Just out of interest I have just logged onto Word in my wife's account. All listed recent docs were mine (she has never used Word on this machine). I then opened and saved a new document on her behalf. Closed Word and re-opened it - her new document was number one in the recent document list (quite correctly).

I then opened Word in my own account, opened and saved a new document before going back to my wife's account and re-opening Word. There was no sign of MY latest document in her recent list (again, quite correctly).


----------



## Macboatmaster (Jan 15, 2010)

> I then opened Word in my own account, opened and saved a new document before going back to my wife's account and re-opening Word. *There was no sign of MY latest document in her recent list (again, quite correctly).*


I think the question is that doc in your list. This is to what I referred when I posted to save a doc 


> May I suggest you create a new doc in word and see where it is saved to


and you replied


> Macboatmaster - sorry I don't really understand when you say save a new word document and see where it is saved.


NOT sure if this has been covered right click taskbar click properties click jump lists
items to display - check number please and also click to check as necessary please see screenshot - as previously mentioned by my colleague TerryNet
YOU replied store and display box is greyed out - what is number set on please


----------



## SuperBobby (Jan 10, 2011)

Number is set to '0' and cannot be altered 
On my wife's account the number is '10' and is adjustable. If I uncheck "Store and display......" her number drops tp '0' and cannot be altered (just like mine).

I have read somewhere that gpedit.msc can be used to switch jump lists off and on. Windows 8 Home does not have gpedit.msc installed. As gpedit adjusts registry could it be done manually using regedit?


----------



## Macboatmaster (Jan 15, 2010)

I am sorry but I am struggling on this one
Please see this and check, although I did mention it earlier, the save location
http://winsupersite.com/office-2013/office-2013-feature-focus-skydrive-integration

Also please see 
http://www.makeuseof.com/tag/5-tricks-to-disable-annoyances-and-improve-office-2013/
other annoyances dealt with

so going back to post 24 - where was the document you created, that was NOT in your wife`s recent docs list - saved to

I also think you need to see if as suggested you can move the docs, that are yours from the account of your wife to your account, using the system admin account.

The lack of the recent docs when you right click word having pinned it to the taskbar, is not the whole problem, which is what any registry edit may fix, the problem as I see it is how they came to be in your wife`s account list of recent docs.


----------



## SuperBobby (Jan 10, 2011)

My apologies - I did, indeed, misunderstand your question about where my file was saved.

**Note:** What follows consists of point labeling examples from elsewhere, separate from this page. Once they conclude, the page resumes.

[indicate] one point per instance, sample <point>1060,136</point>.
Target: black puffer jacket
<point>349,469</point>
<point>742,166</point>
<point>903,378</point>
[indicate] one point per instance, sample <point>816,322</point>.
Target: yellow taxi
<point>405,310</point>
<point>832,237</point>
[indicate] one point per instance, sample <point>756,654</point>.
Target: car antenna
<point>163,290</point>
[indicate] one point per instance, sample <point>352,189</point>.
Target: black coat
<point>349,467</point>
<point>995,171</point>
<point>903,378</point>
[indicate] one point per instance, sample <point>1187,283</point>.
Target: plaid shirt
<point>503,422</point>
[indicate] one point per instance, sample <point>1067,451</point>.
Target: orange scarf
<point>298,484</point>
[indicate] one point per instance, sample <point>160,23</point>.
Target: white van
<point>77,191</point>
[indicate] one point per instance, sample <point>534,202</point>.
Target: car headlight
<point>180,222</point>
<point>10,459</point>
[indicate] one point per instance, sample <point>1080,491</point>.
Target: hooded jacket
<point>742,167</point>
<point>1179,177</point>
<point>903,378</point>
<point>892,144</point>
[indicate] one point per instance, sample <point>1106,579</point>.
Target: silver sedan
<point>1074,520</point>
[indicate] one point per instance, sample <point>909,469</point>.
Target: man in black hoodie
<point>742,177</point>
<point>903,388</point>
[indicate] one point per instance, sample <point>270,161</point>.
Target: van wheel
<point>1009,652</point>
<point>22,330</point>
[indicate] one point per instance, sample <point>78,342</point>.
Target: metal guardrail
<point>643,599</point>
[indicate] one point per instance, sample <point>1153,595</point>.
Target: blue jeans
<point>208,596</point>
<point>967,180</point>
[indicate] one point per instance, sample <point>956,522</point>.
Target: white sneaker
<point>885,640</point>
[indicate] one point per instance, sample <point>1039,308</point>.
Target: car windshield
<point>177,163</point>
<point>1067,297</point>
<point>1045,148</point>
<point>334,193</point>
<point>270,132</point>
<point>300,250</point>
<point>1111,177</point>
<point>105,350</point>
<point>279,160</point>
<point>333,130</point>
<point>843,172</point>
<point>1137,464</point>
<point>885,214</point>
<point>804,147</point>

I now understand you were referring to the check-box as indicated by your latest link. In fact the "Save to computer by default" box was UNCHECKED. I have now tried checking it and creating yet another document. This hasn't affected my recent files at all.
I think the fact that my files appearing in my wife's 'recent files' list is a red herring. Every time I generate a new file for her in Word it goes to the top of her list and pushes my oldest file off the bottom. When I create a new Word file in my account it does not appear on her list. Eventually therefore her list will contain only her own files.
As this is going to be (extremely) long winded I am going to break it into three chunks, this being the first. This will allow you to approach it in smaller doses - providing you wish to continue? If not then please accept my gratitude for all your efforts to date. I did warn you that when I break things I do so thoroughly


----------



## SuperBobby (Jan 10, 2011)

Attached screenshot 7 shows the Word start screen on my own account. Note the very specific wording in the message at top LH corner regarding the administrator TURNING OFF the recent documents. Screenshot 8 shows the 'Display' section of the 'Advanced' tab under the Word options with the controls for recent documents greyed out - obviously a result of the administrator turning off Recent Files. The last attachment shows the taskbar properties for the jump lists.
I fully realise that 'recent documents' and 'jump lists' are two entirely different entities but I have a feeling that the absence of both is down to the same root cause (me, perhaps?). Jump lists I can live without but I would really love my recent docs back!


----------



## SuperBobby (Jan 10, 2011)

Here's some screen shots from my wife's account which is working correctly regards 'recent documents' and 'jump lists'. Any and all other accounts I create behave in exactly the same manner as hers. It is only my account that's broken (because it's the most important one probably).
Screenshot 2 shows her Word start screen working correctly. Screenshot 3 shows the 'Display' section of the 'Advanced' tab of the Word options - nothing greyed out and everything alterable. Screenshot 4 merely shows her taskbar properties - nothing amiss there. For screenshot 5 I went into her Word options and disabled her recent documents by setting the number of files to '0' and unchecking the 'quickly access' box. I then closed and reopened Word - this is the resulting start page. Importantly note the message in top LH corner - no mention of administrator tuning off recent documents.
It is now your choice as to whether you want to wash your hands of the whole sorry mess - no blame will be attached whatever. On the contrary - I am extremely grateful for all the time and patience you have all shown me. I have learned an awful lot about Windows 8 as a result!


----------



## TerryNet (Mar 23, 2005)

I've been assuming all along that you are using an Administrative user account, not a Standard user account. Is this assumption true?


----------



## Macboatmaster (Jan 15, 2010)

I am a long way from this


> It is now your choice as to whether you want to wash your hands of the whole sorry mess - no blame will be attached whatever.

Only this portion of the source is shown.